Evidentemente, o acolhimento deve ser organizado – isto é verdade – deve ser governado, e antes, muito antes, deve ser planeado juntos, a nível internacional. Pois o fenômeno migratório não pode ser reduzido a uma emergência, é um sinal dos nossos tempos. E como tal deve ser lido e interpretado. Pode tornar-se um sinal de conflito ou um sinal de paz. Depende do modo como o consideramos, depende de nós. Aqueles que deram vida ao Centro João XXIII em Malta fizeram a escolha cristã e por isso chamaram-no “Peace Lab”: laboratório de paz. Mas gostaria de dizer que Malta no seu conjunto é um laboratório de paz! Toda a nação com a sua atitude, com a própria atitude, é um laboratório de paz.
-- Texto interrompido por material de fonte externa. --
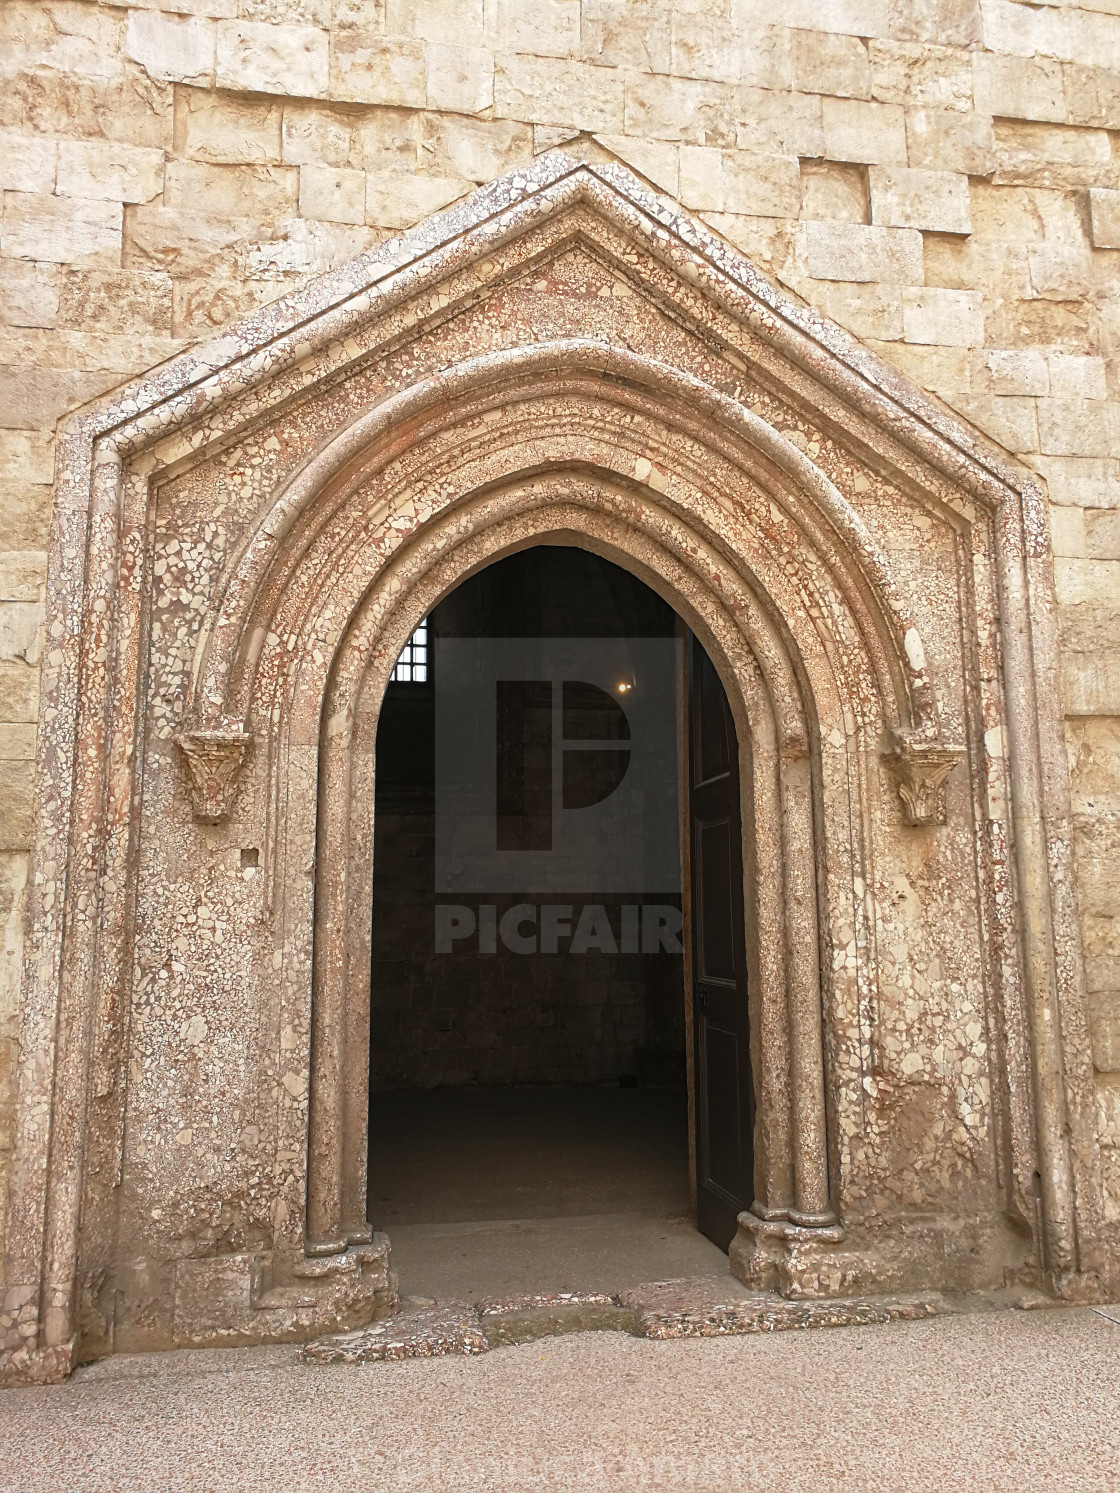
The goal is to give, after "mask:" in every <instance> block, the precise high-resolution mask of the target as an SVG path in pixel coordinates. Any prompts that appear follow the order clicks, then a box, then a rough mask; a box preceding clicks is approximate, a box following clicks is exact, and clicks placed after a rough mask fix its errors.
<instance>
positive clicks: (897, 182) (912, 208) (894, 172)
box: [869, 166, 972, 233]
E pode cumprir esta missão se for buscar às suas raízes a seiva da fraternidade, da compaixão e da solidariedade. O povo maltês recebeu estes valores juntamente com o Evangelho, e graças ao Evangelho eles serão capazes de os manter vivos.
Por isso, como Bispo de Roma, fui confirmar aquele povo na fé e na comunhão. De facto – terceiro aspeto – Malta é um lugar-chave também do ponto de vista da evangelização. De Malta e Gozo, as duas dioceses do país, muitos sacerdotes e religiosos, bem como fiéis leigos, partiram, dando testemunho cristão em todo o mundo. Como se a passagem de São Paulo tivesse deixado a missão no ADN dos malteses! Por conseguinte a minha visita foi, antes de mais, um ato de gratidão, gratidão a Deus e ao seu santo povo fiel que está em Malta e Gozo.
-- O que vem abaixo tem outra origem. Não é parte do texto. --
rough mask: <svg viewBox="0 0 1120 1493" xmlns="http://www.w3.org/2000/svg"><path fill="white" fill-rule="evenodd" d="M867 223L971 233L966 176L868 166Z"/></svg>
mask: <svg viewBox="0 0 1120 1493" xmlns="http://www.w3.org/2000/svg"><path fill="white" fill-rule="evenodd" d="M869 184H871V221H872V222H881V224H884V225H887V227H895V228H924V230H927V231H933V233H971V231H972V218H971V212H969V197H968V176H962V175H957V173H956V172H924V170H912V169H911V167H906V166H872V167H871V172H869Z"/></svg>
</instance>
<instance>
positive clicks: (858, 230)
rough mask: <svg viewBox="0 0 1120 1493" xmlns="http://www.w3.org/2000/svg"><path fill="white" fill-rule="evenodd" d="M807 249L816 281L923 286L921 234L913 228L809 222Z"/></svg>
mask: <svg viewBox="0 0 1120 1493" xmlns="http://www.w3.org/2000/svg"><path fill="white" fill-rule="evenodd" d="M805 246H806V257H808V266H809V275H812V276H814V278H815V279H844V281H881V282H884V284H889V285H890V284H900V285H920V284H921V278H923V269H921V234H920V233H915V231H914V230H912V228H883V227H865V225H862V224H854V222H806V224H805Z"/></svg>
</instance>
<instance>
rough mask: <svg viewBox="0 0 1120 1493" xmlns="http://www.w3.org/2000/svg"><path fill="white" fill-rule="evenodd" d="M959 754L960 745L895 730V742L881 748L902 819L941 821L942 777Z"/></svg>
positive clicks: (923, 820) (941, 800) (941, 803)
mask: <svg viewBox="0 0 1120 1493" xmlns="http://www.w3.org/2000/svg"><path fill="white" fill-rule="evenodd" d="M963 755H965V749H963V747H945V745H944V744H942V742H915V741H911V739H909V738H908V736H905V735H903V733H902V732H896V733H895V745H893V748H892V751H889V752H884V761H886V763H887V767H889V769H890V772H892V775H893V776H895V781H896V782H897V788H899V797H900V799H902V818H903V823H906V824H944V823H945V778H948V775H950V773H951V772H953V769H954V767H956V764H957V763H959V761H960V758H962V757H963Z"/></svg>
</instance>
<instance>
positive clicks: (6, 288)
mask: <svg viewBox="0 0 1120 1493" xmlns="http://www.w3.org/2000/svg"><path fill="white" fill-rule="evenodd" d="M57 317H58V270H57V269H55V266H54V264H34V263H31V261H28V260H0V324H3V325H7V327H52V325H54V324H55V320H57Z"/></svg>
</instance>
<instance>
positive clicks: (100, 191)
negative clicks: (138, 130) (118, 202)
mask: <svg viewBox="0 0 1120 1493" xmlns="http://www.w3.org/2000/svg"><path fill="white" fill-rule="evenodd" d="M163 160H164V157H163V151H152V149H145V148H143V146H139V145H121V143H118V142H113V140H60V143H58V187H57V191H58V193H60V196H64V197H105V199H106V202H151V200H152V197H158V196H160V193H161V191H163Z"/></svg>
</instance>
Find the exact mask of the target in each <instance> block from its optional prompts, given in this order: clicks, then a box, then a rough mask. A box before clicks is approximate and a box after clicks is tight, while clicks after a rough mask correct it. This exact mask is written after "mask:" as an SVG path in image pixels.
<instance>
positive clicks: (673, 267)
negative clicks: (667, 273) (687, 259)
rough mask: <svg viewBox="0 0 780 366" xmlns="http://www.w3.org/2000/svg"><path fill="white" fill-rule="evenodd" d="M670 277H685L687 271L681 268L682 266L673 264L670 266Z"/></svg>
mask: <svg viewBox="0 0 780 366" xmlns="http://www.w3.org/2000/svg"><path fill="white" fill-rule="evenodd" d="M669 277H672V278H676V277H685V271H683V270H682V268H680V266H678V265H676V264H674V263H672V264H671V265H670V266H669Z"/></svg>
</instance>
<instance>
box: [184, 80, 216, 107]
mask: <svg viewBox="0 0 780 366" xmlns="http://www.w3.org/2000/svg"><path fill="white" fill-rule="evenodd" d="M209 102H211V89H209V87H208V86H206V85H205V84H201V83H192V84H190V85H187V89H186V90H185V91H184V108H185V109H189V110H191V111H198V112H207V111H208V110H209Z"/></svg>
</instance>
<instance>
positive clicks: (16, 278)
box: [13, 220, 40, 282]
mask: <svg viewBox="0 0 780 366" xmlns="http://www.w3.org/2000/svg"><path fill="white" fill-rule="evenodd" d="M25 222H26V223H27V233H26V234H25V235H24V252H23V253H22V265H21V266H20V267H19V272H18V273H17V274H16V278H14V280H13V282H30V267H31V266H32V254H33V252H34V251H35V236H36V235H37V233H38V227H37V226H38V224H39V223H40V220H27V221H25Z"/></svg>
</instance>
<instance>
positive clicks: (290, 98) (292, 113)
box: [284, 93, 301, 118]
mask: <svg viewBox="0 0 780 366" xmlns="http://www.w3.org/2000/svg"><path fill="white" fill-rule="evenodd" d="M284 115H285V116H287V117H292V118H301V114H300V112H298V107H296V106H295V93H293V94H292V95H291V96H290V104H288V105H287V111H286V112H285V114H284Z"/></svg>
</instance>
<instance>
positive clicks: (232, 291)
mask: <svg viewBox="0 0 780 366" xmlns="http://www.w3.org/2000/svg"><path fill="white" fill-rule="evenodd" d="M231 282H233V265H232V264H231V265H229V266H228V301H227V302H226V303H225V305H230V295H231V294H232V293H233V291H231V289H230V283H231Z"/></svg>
Contudo, também lá sopra o vento do secularismo e a pseudocultura globalizada do consumismo, do neocapitalismo e do relativismo. Também lá, portanto, é tempo de nova evangelização. A visita que, como os meus Predecessores, realizei à Gruta de São Paulo, foi como beber da fonte, para que o Evangelho possa jorrar em Malta com o vigor das suas origens e reavivar o seu grande património de religiosidade popular. Isto é simbolizado pelo Santuário Mariano Nacional de Ta’ Pinu, na ilha de Gozo, onde celebrámos um intenso encontro de oração. Lá senti palpitar o coração do povo maltês, que tem tanta confiança na sua Santa Mãe. Maria reconduz-nos sempre ao essencial, a Cristo crucificado e ressuscitado, e isto é para nós, ao seu amor misericordioso. Maria ajuda-nos a reavivar a chama da fé, atraindo o fogo do Espírito Santo, que anima o jubiloso anúncio do Evangelho de geração em geração, pois a alegria da Igreja é evangelizar! Não esqueçamos aquela frase de São Paulo VI: a vocação da Igreja é evangelizar; a alegria da Igreja é evangelizar. Não a esqueçamos porque é a definição mais bonita da Igreja.
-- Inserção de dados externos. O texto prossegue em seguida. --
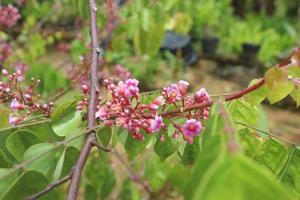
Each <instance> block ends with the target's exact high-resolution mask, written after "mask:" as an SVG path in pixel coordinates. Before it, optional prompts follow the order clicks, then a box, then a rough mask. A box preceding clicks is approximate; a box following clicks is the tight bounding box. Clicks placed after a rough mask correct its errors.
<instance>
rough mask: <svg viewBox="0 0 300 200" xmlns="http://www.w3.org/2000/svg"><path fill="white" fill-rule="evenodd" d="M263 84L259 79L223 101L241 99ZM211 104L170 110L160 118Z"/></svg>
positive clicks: (193, 109) (206, 106) (206, 102)
mask: <svg viewBox="0 0 300 200" xmlns="http://www.w3.org/2000/svg"><path fill="white" fill-rule="evenodd" d="M264 83H265V79H261V80H260V81H259V82H257V83H256V84H254V85H252V86H250V87H247V88H246V89H243V90H241V91H239V92H235V93H232V94H229V95H225V97H224V100H225V101H231V100H234V99H238V98H241V97H242V96H244V95H246V94H248V93H250V92H252V91H254V90H256V89H258V88H260V87H261V86H263V85H264ZM212 104H213V102H212V101H211V102H205V103H198V104H194V105H191V106H187V107H184V108H181V109H175V110H171V111H167V112H162V113H160V115H161V116H163V117H166V116H172V115H176V114H179V113H183V112H187V111H192V110H196V109H203V108H206V107H210V106H211V105H212Z"/></svg>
Aproveito este ensejo para renovar os meus agradecimentos ao Senhor Presidente da República de Malta, tão gentil e irmão: obrigado a ele e à sua família; ao Senhor Primeiro-Ministro e às demais autoridades civis, que me acolheram com tanta gentileza; assim como aos Bispos e a todos os membros da comunidade eclesial, aos voluntários e a quantos me acompanharam com a oração. Não quero deixar de mencionar o Centro de acolhimento para os migrantes João XXIII: lá aquele frade franciscano que o leva em frente, padre Dionísio Mintoff, tem 91 anos e continua a trabalhar assim, com a ajuda dos colaboradores da Diocese. É um exemplo de zelo apostólico e de amor aos migrantes, que hoje é tão necessário. Nós, com esta visita, semeamos, mas é o Senhor que faz crescer. Que a sua infinita bondade conceda abundantes frutos de paz e bem ao querido povo maltês! Obrigado a este povo maltês pelo seu acolhimento tão humano, tão cristão. Muito obrigado.